Probability – L05.2 Definition of Random Variables

We will now define the notion of a random variable.

Very loosely speaking, a random variable is a numerical quantity that takes random values.

But what does this mean? We want to be a little more precise and I’m going to introduce the idea through an example.

Suppose that our sample space is a set of students labeled according to their names.

Or for simplicity, let’s just label them as a, b, c, and d.

Our probabilistic experiment is to pick a student at random according to some probability law and then record their weight in kilograms.

So for example, suppose that the outcome of the experiment was this particular student, and the weight of that student is 62.

Or it could be that the outcome of the experiment is this particular student, and that particular student has a weight of 75 kilograms.

The weight of a particular student is a number, little w.

But let us think of the abstract concept of weight, something that we will denote by capital W.

Weight is an object whose value is determined once you tell me the outcome of the experiment, once you tell me which student was picked.

In this sense, weight is really a function of the outcome of the experiment.

So think of weight as an abstract box that takes as input a student and produces a number, little w, which is the weight of that particular student.

Or more concretely, think of weight with a capital W as a procedure that takes a student, puts him or her on a scale, and reports the result.

In this sense, weight is an object of the same kind as the square root function that’s sitting inside your computer.

The square root function is a function.

It’s a subroutine, perhaps it is a piece of code, that takes as input a number, let’s say the number 9, and produces another number.

In this case, it would be the number 3, which is the square root of 9.

Notice here the distinction that we will keep emphasizing over and over.

Square root of 9 is a number.

It is the number 3.

The box square root is a function.

Now, let us go back to our probabilistic experiment.

Note that a probabilistic experiment such as the one in our example can have several associated random variables.

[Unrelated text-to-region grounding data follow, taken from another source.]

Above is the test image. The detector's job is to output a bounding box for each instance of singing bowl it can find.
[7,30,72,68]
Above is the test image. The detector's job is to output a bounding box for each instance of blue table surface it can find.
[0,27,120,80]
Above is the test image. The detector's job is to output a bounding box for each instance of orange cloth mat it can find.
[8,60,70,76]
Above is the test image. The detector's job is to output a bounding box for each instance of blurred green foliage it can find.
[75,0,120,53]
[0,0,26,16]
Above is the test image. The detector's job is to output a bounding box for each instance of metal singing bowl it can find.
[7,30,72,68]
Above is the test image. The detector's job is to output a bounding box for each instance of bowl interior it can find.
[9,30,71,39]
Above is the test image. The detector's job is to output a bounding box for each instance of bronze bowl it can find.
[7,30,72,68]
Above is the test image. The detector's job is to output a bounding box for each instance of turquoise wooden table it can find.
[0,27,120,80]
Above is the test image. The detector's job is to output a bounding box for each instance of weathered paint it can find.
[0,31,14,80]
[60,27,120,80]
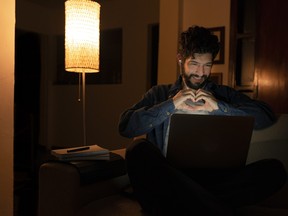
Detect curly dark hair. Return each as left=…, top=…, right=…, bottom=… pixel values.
left=179, top=25, right=220, bottom=61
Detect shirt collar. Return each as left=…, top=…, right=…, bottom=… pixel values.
left=168, top=76, right=182, bottom=98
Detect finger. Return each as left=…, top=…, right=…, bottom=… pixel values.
left=183, top=89, right=196, bottom=97
left=194, top=94, right=207, bottom=102
left=196, top=94, right=218, bottom=110
left=183, top=104, right=201, bottom=111
left=196, top=89, right=212, bottom=97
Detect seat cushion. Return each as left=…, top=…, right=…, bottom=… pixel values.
left=69, top=152, right=127, bottom=185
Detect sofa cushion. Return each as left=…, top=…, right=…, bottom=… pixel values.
left=69, top=152, right=127, bottom=185
left=248, top=114, right=288, bottom=172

For example, we could have another random variable denoted by capital H, which is the height of a student recorded in meters.

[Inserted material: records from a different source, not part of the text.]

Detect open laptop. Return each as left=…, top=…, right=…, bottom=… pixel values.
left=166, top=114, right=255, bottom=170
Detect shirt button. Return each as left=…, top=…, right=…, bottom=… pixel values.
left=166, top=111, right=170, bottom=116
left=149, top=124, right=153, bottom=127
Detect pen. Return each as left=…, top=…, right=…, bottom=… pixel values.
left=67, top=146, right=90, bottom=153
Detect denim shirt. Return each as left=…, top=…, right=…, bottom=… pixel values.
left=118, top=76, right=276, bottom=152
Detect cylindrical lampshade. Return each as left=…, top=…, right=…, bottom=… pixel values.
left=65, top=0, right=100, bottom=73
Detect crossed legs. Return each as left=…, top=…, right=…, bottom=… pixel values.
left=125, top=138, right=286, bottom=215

So if the outcome of the experiment, for example, was student a, then this random variable would take a value which is the height of that student, let’s say it was 1.7.

Or if the outcome of the experiment was student c, then we would record the height of that student.

And let’s say it turns out to be 1.8.

Once again, height with a capital H is an abstract object, a function whose value is determined once you tell me the outcome of the experiment.

Now, given some random variables, we can create new random variables as functions of the original random variables.

For example, consider the quantity defined as weight divided by height squared.

This quantity is the so-called body mass index, and it is also a function on the sample space.

Why is it a function on the sample space? Well, because once an outcome of the experiment is determined, suppose that the outcome of the experiment was the blue student, then these two numbers, 62 and 1.7, are also determined.

And using those numbers, we can carry out this calculation and find the body mass index of that particular student, which in this case would be 21.5.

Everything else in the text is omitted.